Murkowski Welcomes Supreme Court Decision Blocking Biden’s Vaccine Sweeping Mandate for Businesses

U.S. Senator Lisa Murkowski (R-AK) issued the following statement after the U.S. Supreme Court temporarily blocked the Biden administration from enforcing its vaccine and testing mandate for private companies with more than 100 employees. In a 6-3 decision, the Court ruled against the Occupational Safety and Health Administration’s (OSHA) order for larger businesses to either require vaccines or have a masking and testing policy.

“I join many Alaskans in welcoming the Supreme Court decision to uphold the stay on OSHA’s Emergency Temporary Standard (ETS) today. From the start, I have questioned the constitutionality of the Biden administration’s mandate that employers with more than 100 employees require that their employees are vaccinated against COVID-19 or submit to regular testing and mask wearing. Not only is it an overreach by the federal government, but Alaskan employers continue to tell me that the mandate would have tremendous negative impacts on our workforce and economy. In the midst of severe testing and workforce shortages and businesses struggling to stay open, Alaskan employers should not also have to deal with a federal mandate which could make the labor shortage even more acute. Nor should employees be forced to choose between a vaccine they don’t want, inaccessible and, time consuming testing, or losing their jobs,” said Senator Murkowski. “While I am fully vaccinated and encourage others to do the same, the federal government does not have the authority to mandate vaccinations through this ETS.  I’m glad that the Supreme Court recognized that the U.S. Senate spoke loud and clear on this and came to the same conclusion—that OSHA exceeded its authority in enacting the mandate.”
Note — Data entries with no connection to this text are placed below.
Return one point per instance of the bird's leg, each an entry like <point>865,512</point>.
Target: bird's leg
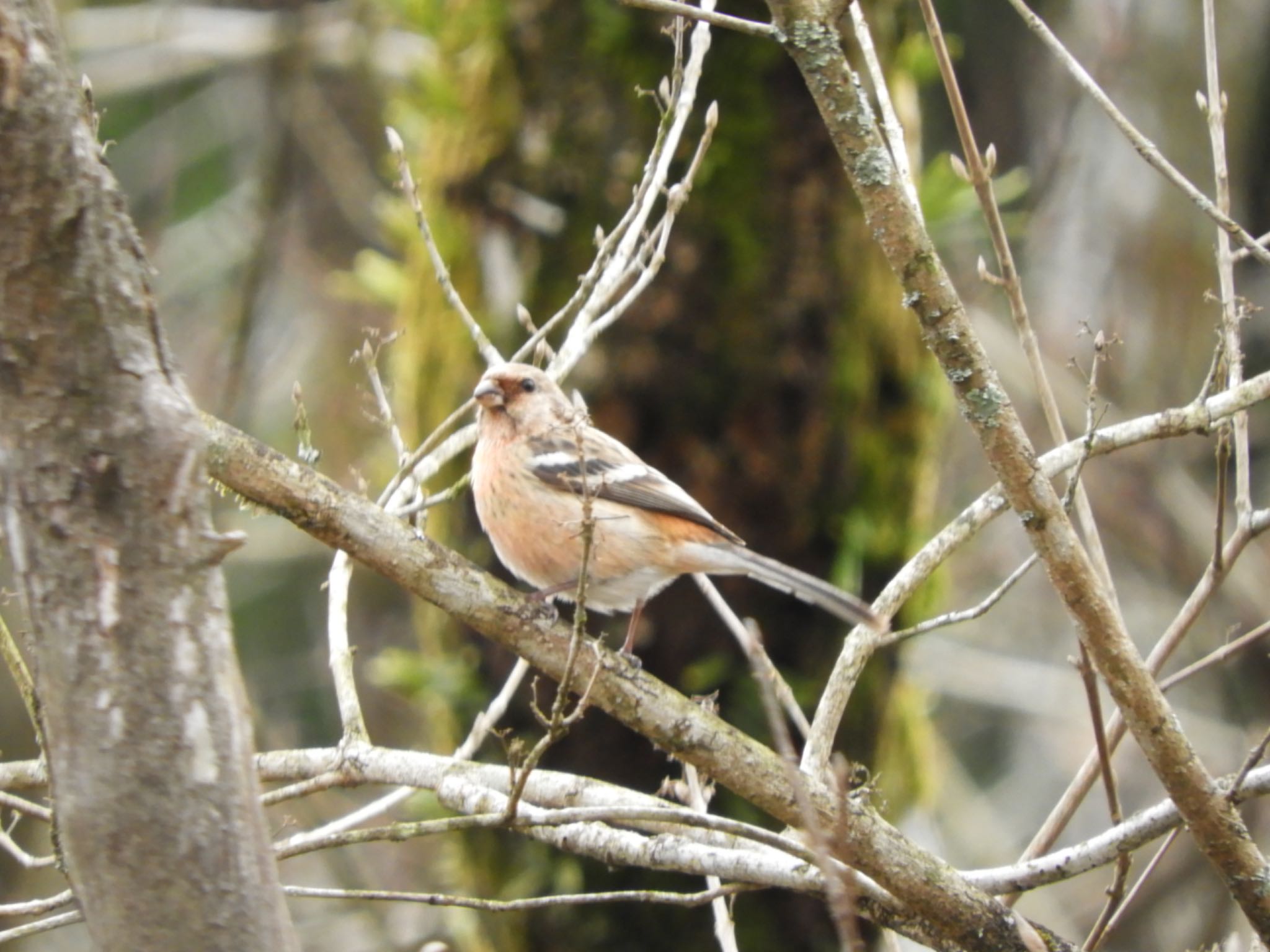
<point>629,645</point>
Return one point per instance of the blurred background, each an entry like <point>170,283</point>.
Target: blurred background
<point>770,369</point>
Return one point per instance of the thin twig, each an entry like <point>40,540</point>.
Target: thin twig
<point>340,653</point>
<point>699,800</point>
<point>838,889</point>
<point>517,906</point>
<point>304,788</point>
<point>1116,729</point>
<point>1137,888</point>
<point>981,178</point>
<point>1215,656</point>
<point>25,860</point>
<point>1223,465</point>
<point>54,922</point>
<point>966,615</point>
<point>37,907</point>
<point>1142,145</point>
<point>716,19</point>
<point>1116,891</point>
<point>370,361</point>
<point>1194,418</point>
<point>755,650</point>
<point>25,806</point>
<point>20,676</point>
<point>1214,110</point>
<point>1250,762</point>
<point>438,266</point>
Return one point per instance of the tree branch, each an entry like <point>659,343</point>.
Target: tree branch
<point>1215,827</point>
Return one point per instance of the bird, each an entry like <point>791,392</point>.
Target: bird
<point>538,459</point>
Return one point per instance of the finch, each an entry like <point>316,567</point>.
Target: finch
<point>536,457</point>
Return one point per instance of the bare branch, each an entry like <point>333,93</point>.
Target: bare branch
<point>438,266</point>
<point>1214,108</point>
<point>1142,145</point>
<point>518,906</point>
<point>716,19</point>
<point>1196,418</point>
<point>755,651</point>
<point>54,922</point>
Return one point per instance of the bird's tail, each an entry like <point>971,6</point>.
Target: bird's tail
<point>738,560</point>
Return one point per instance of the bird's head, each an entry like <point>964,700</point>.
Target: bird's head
<point>523,397</point>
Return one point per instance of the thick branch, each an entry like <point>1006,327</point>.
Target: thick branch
<point>928,885</point>
<point>1215,826</point>
<point>107,522</point>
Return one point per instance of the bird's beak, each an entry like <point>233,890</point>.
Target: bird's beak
<point>488,394</point>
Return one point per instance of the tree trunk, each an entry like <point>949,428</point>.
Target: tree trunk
<point>106,519</point>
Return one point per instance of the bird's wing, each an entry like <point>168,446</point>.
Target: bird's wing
<point>614,472</point>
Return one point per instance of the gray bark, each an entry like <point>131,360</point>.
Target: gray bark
<point>107,524</point>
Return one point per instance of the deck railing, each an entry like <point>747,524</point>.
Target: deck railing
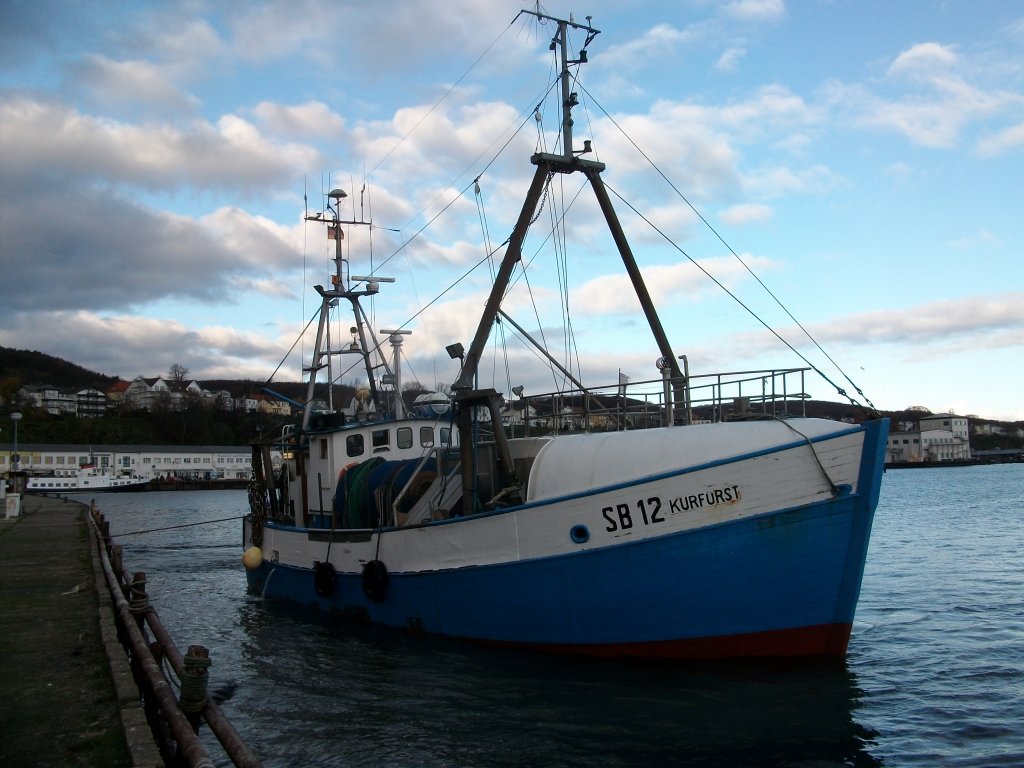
<point>709,397</point>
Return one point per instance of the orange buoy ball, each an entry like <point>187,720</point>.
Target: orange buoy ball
<point>253,558</point>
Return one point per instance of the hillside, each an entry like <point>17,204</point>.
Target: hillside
<point>29,367</point>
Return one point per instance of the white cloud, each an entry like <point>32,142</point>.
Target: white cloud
<point>756,10</point>
<point>729,59</point>
<point>1001,142</point>
<point>923,59</point>
<point>745,213</point>
<point>309,119</point>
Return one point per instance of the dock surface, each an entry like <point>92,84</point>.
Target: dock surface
<point>58,701</point>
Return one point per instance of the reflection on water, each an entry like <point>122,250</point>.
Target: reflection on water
<point>333,694</point>
<point>933,676</point>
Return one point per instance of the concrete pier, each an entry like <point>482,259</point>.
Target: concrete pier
<point>67,696</point>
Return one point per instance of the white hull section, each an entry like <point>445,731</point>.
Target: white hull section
<point>635,495</point>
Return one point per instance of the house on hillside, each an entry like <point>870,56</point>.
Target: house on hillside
<point>939,437</point>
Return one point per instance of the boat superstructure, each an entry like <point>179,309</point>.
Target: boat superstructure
<point>86,479</point>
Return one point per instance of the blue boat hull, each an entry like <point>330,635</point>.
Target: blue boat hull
<point>782,584</point>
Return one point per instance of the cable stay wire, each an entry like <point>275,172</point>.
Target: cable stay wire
<point>735,298</point>
<point>740,260</point>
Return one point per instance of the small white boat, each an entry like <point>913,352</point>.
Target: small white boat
<point>86,479</point>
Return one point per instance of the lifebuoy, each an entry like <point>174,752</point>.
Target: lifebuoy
<point>325,579</point>
<point>375,581</point>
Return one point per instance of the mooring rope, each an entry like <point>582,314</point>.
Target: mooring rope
<point>182,525</point>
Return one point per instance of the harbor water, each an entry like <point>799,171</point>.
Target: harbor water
<point>934,675</point>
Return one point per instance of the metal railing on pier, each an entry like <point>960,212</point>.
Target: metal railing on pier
<point>174,721</point>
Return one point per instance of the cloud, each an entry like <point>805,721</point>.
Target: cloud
<point>132,86</point>
<point>729,59</point>
<point>936,103</point>
<point>128,345</point>
<point>313,119</point>
<point>1001,142</point>
<point>47,139</point>
<point>745,213</point>
<point>755,10</point>
<point>668,284</point>
<point>995,321</point>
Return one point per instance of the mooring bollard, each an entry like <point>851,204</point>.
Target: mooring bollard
<point>139,601</point>
<point>195,680</point>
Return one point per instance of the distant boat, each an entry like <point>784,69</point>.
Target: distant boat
<point>742,537</point>
<point>86,479</point>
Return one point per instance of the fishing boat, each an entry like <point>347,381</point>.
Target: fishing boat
<point>702,516</point>
<point>86,479</point>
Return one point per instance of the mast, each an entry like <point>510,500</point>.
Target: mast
<point>343,286</point>
<point>548,164</point>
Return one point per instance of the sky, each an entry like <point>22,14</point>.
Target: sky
<point>862,159</point>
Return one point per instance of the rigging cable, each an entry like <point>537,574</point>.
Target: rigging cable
<point>735,298</point>
<point>707,223</point>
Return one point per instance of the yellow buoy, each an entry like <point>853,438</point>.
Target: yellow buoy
<point>253,558</point>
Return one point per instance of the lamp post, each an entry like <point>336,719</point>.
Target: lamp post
<point>15,460</point>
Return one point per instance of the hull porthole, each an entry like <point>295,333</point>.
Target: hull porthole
<point>324,579</point>
<point>580,534</point>
<point>375,581</point>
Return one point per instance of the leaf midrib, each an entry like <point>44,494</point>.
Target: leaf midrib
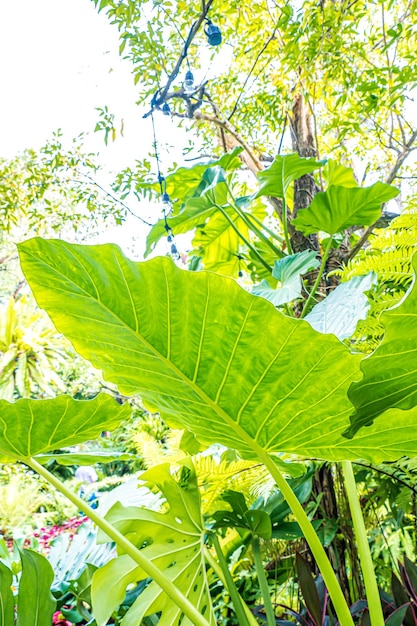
<point>220,412</point>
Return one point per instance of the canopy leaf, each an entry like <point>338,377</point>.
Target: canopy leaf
<point>336,209</point>
<point>390,372</point>
<point>334,173</point>
<point>211,357</point>
<point>29,427</point>
<point>340,312</point>
<point>195,211</point>
<point>276,179</point>
<point>288,272</point>
<point>173,539</point>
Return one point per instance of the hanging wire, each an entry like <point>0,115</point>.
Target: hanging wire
<point>166,200</point>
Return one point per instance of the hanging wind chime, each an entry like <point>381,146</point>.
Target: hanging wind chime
<point>214,38</point>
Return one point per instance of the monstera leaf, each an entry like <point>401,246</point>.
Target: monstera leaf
<point>288,272</point>
<point>284,170</point>
<point>339,207</point>
<point>30,427</point>
<point>390,372</point>
<point>172,539</point>
<point>341,311</point>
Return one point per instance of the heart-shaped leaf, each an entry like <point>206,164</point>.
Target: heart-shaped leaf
<point>338,208</point>
<point>288,271</point>
<point>29,427</point>
<point>276,179</point>
<point>86,458</point>
<point>172,539</point>
<point>212,358</point>
<point>340,312</point>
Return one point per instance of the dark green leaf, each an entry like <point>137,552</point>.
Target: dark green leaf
<point>30,427</point>
<point>336,209</point>
<point>276,179</point>
<point>36,604</point>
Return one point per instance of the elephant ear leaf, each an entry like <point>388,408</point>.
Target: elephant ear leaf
<point>172,539</point>
<point>389,374</point>
<point>212,358</point>
<point>341,311</point>
<point>30,427</point>
<point>276,179</point>
<point>36,603</point>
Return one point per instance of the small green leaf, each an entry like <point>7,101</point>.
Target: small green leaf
<point>36,604</point>
<point>288,272</point>
<point>29,427</point>
<point>340,312</point>
<point>276,179</point>
<point>6,596</point>
<point>336,209</point>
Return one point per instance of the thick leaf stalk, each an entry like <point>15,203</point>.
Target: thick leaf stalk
<point>159,577</point>
<point>371,585</point>
<point>263,583</point>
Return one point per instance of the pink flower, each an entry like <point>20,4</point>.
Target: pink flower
<point>59,620</point>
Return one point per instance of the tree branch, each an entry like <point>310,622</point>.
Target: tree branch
<point>408,148</point>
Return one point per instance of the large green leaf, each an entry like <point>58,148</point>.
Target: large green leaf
<point>217,243</point>
<point>6,596</point>
<point>276,179</point>
<point>341,311</point>
<point>390,372</point>
<point>339,207</point>
<point>36,604</point>
<point>196,211</point>
<point>172,539</point>
<point>334,173</point>
<point>288,272</point>
<point>30,427</point>
<point>86,458</point>
<point>214,359</point>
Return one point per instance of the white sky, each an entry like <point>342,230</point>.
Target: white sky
<point>58,62</point>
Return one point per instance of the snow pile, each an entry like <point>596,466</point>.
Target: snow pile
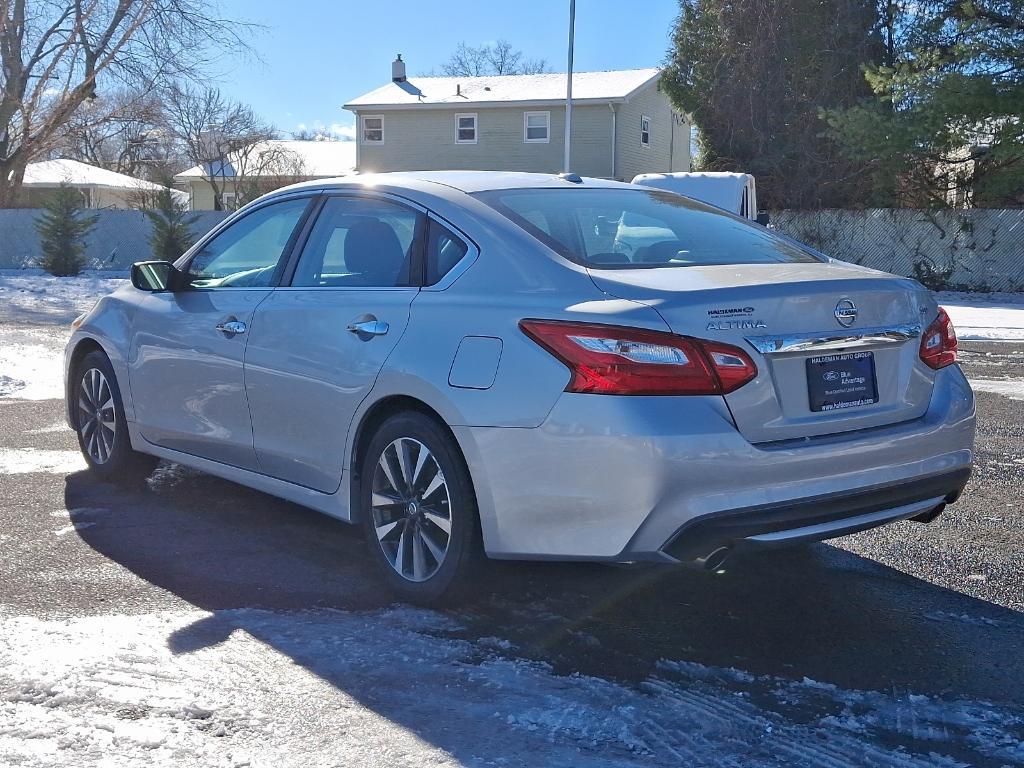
<point>31,364</point>
<point>29,461</point>
<point>985,316</point>
<point>34,296</point>
<point>1012,388</point>
<point>396,688</point>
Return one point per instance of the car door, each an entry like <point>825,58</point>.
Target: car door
<point>185,368</point>
<point>317,344</point>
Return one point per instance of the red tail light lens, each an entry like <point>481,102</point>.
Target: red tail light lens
<point>938,345</point>
<point>612,359</point>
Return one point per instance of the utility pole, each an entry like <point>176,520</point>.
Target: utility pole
<point>568,90</point>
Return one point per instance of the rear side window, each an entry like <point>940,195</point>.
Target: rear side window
<point>359,243</point>
<point>621,228</point>
<point>444,250</point>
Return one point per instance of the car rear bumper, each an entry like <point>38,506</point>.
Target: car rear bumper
<point>671,479</point>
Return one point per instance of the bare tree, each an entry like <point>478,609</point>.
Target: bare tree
<point>236,150</point>
<point>56,55</point>
<point>123,132</point>
<point>492,58</point>
<point>215,133</point>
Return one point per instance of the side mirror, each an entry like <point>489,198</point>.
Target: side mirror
<point>156,276</point>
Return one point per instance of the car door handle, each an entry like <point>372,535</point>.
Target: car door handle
<point>231,328</point>
<point>369,328</point>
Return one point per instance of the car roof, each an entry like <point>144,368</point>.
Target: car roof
<point>467,181</point>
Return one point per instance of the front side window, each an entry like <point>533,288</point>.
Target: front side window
<point>615,228</point>
<point>465,129</point>
<point>537,127</point>
<point>359,243</point>
<point>248,252</point>
<point>373,129</point>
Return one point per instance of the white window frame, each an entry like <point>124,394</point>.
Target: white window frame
<point>525,128</point>
<point>363,129</point>
<point>476,128</point>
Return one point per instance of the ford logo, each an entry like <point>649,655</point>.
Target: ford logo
<point>846,312</point>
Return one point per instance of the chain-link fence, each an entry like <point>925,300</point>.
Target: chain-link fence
<point>119,240</point>
<point>972,250</point>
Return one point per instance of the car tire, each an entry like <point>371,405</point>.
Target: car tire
<point>419,510</point>
<point>98,414</point>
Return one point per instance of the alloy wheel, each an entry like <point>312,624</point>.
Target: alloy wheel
<point>96,416</point>
<point>412,509</point>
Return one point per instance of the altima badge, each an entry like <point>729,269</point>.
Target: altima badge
<point>846,312</point>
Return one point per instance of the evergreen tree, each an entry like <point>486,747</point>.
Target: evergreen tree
<point>171,233</point>
<point>947,107</point>
<point>62,230</point>
<point>755,76</point>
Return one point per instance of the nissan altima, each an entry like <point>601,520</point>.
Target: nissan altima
<point>474,365</point>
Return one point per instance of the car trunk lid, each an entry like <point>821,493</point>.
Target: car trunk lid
<point>800,322</point>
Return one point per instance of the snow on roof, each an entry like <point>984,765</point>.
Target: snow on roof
<point>316,160</point>
<point>54,172</point>
<point>603,86</point>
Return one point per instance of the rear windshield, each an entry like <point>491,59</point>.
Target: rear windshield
<point>614,228</point>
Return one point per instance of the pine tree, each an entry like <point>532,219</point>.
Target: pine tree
<point>62,230</point>
<point>171,233</point>
<point>756,74</point>
<point>946,114</point>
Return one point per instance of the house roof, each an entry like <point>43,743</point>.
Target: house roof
<point>317,160</point>
<point>500,90</point>
<point>55,172</point>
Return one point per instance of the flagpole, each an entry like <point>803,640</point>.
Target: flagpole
<point>568,89</point>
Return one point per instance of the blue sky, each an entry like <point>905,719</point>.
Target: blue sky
<point>316,54</point>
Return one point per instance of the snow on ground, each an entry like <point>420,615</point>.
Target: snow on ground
<point>32,363</point>
<point>1012,388</point>
<point>394,688</point>
<point>28,461</point>
<point>996,316</point>
<point>34,296</point>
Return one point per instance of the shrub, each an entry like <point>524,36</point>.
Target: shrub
<point>171,235</point>
<point>62,230</point>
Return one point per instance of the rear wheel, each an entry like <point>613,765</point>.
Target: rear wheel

  • On September 8, President Joe Biden announced he was directing federal agencies to move forward on vaccine mandates for private sector workers and federal workers and contractors.
  • On November 4, OSHA issued an Emergency Temporary Standard (ETS) mandating that private employers with at least 100 employees ensure that their employees are vaccinated against COVID-19 or are tested weekly and wear masks when working near other employees indoors.
  • On November 17, Senator Murkowski joined her Senate Republican colleagues in introducing a joint resolution providing for congressional disapproval of the OSHA ETS rule.
  • On December 8, Senator Murkowski voted to overturn the vaccine and testing mandate by voting for that joint resolution, which passed the Senate by a vote of 52 to 48.
  • On January 3, Senator Murkowski joined a bicameral amicus brief filed with the Supreme Court supporting a stay of agency action on the OSHA rule until the case is resolved.